The turnout results were dramatic – 50,000 more Granite Staters voted in the Democratic primary than the Republican primary, with nearly 280,000 voting in the Democratic race and only 229,000 turning out for Republicans. This was the first time since the establishment of the modern New Hampshire primary system that more people voted in the Democratic primary than the Republican primary when both were contested. Republicans actually turned out 10,000 fewer voters for their primary than in 2000, the last time there was a contested Republican presidential primary in their state. On the Democratic side, there were 125,000 more voters than in the 2000 primary, and 61,000 more voters than the 2004 primary, which was then a Democratic record, largely due to the fact that there was no Republican contest that year.

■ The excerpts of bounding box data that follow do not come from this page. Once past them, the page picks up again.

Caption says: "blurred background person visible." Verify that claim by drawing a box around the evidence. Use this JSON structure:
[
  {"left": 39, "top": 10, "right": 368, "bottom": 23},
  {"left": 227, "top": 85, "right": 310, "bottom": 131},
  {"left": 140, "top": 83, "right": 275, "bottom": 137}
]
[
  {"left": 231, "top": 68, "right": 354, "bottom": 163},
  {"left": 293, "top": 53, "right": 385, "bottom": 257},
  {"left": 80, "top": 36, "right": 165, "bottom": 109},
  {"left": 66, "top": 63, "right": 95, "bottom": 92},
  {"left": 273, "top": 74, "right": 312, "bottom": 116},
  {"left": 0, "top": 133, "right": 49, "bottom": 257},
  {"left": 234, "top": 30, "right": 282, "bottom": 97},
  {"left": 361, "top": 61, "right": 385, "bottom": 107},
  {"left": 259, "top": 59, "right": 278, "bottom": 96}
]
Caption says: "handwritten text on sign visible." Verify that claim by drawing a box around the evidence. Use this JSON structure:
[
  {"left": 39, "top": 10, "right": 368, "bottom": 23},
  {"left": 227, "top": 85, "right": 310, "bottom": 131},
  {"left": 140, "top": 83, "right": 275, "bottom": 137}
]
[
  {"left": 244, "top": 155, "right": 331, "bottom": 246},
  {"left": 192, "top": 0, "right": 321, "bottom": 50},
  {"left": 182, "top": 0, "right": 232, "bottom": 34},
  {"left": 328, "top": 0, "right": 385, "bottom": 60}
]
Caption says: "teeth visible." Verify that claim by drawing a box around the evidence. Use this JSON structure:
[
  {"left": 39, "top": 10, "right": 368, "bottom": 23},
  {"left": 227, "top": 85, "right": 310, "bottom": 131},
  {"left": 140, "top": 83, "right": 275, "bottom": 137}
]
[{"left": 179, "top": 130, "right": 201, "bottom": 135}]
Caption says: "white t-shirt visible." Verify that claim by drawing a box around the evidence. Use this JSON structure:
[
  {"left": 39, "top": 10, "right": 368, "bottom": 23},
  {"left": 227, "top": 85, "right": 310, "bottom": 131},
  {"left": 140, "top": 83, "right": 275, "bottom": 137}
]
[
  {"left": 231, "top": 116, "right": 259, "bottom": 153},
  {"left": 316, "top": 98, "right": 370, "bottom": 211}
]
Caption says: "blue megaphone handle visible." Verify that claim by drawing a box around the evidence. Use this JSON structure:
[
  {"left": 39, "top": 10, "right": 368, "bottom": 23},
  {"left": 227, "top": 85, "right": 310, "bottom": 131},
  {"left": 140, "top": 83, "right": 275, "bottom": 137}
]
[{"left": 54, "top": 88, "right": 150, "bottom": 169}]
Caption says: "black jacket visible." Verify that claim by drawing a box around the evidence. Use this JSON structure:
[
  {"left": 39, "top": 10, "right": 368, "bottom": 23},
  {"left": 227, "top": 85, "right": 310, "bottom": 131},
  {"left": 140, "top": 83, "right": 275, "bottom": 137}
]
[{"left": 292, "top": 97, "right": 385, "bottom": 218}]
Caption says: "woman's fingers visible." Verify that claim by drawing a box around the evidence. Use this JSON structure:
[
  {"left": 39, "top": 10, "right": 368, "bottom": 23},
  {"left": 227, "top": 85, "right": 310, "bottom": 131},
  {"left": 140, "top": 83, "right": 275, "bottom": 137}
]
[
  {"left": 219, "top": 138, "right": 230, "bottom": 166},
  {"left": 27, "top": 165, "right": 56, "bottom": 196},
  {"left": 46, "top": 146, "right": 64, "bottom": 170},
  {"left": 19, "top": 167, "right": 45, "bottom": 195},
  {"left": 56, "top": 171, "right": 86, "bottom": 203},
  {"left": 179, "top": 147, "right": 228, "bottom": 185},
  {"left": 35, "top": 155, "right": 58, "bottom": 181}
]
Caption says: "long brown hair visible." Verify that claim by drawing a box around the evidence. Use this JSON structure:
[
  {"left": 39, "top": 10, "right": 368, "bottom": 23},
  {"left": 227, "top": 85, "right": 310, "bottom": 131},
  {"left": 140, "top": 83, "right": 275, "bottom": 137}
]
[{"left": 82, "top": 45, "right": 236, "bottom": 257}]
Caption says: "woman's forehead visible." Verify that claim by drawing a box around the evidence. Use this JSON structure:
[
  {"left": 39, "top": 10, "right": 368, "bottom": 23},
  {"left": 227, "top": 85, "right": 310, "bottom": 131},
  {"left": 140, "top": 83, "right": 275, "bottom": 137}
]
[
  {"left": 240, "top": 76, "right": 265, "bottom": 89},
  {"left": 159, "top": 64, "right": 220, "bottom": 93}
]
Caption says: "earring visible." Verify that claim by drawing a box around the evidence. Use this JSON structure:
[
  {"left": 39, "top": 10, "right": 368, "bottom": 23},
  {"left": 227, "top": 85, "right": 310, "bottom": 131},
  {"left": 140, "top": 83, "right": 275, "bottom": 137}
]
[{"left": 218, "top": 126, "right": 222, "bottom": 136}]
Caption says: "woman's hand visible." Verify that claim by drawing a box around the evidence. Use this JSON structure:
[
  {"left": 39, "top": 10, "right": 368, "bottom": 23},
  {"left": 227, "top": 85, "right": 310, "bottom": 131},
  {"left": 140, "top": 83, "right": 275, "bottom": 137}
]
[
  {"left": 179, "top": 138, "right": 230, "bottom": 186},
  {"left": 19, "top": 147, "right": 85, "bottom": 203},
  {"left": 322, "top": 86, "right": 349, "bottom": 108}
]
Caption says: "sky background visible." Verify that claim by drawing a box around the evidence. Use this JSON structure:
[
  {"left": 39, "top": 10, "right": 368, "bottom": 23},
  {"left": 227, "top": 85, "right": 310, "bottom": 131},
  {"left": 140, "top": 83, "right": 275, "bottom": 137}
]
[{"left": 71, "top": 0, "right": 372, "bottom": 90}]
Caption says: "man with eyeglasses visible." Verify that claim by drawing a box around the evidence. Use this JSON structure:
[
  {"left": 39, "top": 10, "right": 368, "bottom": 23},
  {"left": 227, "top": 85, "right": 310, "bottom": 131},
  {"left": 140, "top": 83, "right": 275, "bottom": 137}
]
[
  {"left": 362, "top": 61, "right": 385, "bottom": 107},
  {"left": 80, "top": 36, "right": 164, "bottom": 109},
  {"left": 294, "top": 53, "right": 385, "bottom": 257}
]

New Hampshire independents also showed that they are trending Democratic. According to exit polls, in the Democratic primary, 42% of voters were independents, up 1% from 2000, while in the Republican primary, only 34% of voters were registered independents – a 7% drop from 2000.
John Sununu now faces an electorate that produced 50,000 more votes last night for Democratic candidates than he won in his election in 2002, a stunning deficit that shows the extent of the challenge he faces in November. He begins his campaign as the face of the failed status quo in Washington – a Senator who has backed George Bush’s agenda an average of 92% of the time, with a record of opposing change in Iraq, blocking life saving cures from stem cell research, and standing against a sensible energy policy while supporting tax breaks for big oil companies. And he does it in a state that showed last night that it is tired of the status quo. New Hampshire voters clearly want change in Washington, and in November they can deliver it by electing Jeanne Shaheen.